Brown’s supposed to profile as a speedy leadoff hitter, yet he was caught stealing on 11 of his 28 attempts. If there’s one positive thing to take away from his game at the moment, it’s that he’s shown some legitimate power-hitting potential as he hit 13 homers with 29 doubles and six triples in his first season at Triple-A.

He’ll need to have a much better season in 2014 to repair his reputation as a future everyday player in the big leagues, but he’ll be a prime candidate as an injury replacement with his 40-man standing at the very least.

It’s very possible that Duvall could become the Giants’ third baseman of the future. Though first baseman Angel Villalona probably has the best power-hitting potential of anyone in the system, Duvall has the best chance of combining his power with his ability to make contact in order to become a successful big-leaguer.

He hit .258 with 30 home runs at High-A San Jose in 2012, and through an injury riddled 2013 with Double-A Richmond, he hit .252 with 17 homers. Though Duvall still needs to polish his ability to hit for average, the biggest concern seems to be his defense, and some scouts believe that he doesn’t have enough range to play third at the big league level.

If he overcomes these issues, however, he could be a prime candidate to take over for Pablo Sandoval if he is not re-signed following 2014.

Flores is the furthest from being a finished product among the four. After spending four mediocre levels with various Giants’ short-season affiliates, he was finally promoted to Low-A Augusta last year. The soon-to-be 22-year-old certainly made the promotion look worth it as he went 10-6 with a 2.73 ERA.

Flores still has a lot to prove, and unless he’s fast tracked, he’s probably still three years away from being ready. But he obviously has something that intrigues the Giants to the point where they felt that he was worth protecting.

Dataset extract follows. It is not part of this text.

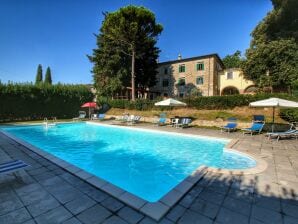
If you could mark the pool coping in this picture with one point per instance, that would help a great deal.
(155, 210)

Strickland was probably the most unexpected addition of the bunch, as he’s a 25-year-old coming off Tommy John surgery and successfully passed through waivers after the Giants designated him for assignment last year. However, Strickland may be a player who the Giants believe can contribute to their big league bullpen this year, as some observers believed he was close to reaching the majors before tearing up his elbow last May.

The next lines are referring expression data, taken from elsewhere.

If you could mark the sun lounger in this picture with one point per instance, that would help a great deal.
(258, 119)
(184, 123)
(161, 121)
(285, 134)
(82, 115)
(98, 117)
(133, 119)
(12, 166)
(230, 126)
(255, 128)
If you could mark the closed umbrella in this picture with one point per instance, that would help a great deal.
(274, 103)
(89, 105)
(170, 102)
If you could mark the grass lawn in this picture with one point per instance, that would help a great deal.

It’s just puzzling to see that the Giants are so committed to him, especially considering that he’ll be rehabbing and may not be ready to go during spring training.

To open up 40-man roster space, the Giants designated righthander Guillermo Moscoso for assignment, which was no shock considering that the 30-year-old had a 5.10 ERA in 13 big-league appearances last year. They’ll have to make another 40-man subtraction whenever lefty Javier Lopez‘s new deal becomes official, and they will continue to have to make more moves whenever they sign more major league free agents.

Overall, it’s hard to blame the Giants for making any of these moves, as they’re protecting the players who they believe have considerable big league upside. While none of these players are surefire future major-leaguers, it makes sense for the Giants to give them a vote of faith as they continue their respective journeys through the minor league ranks.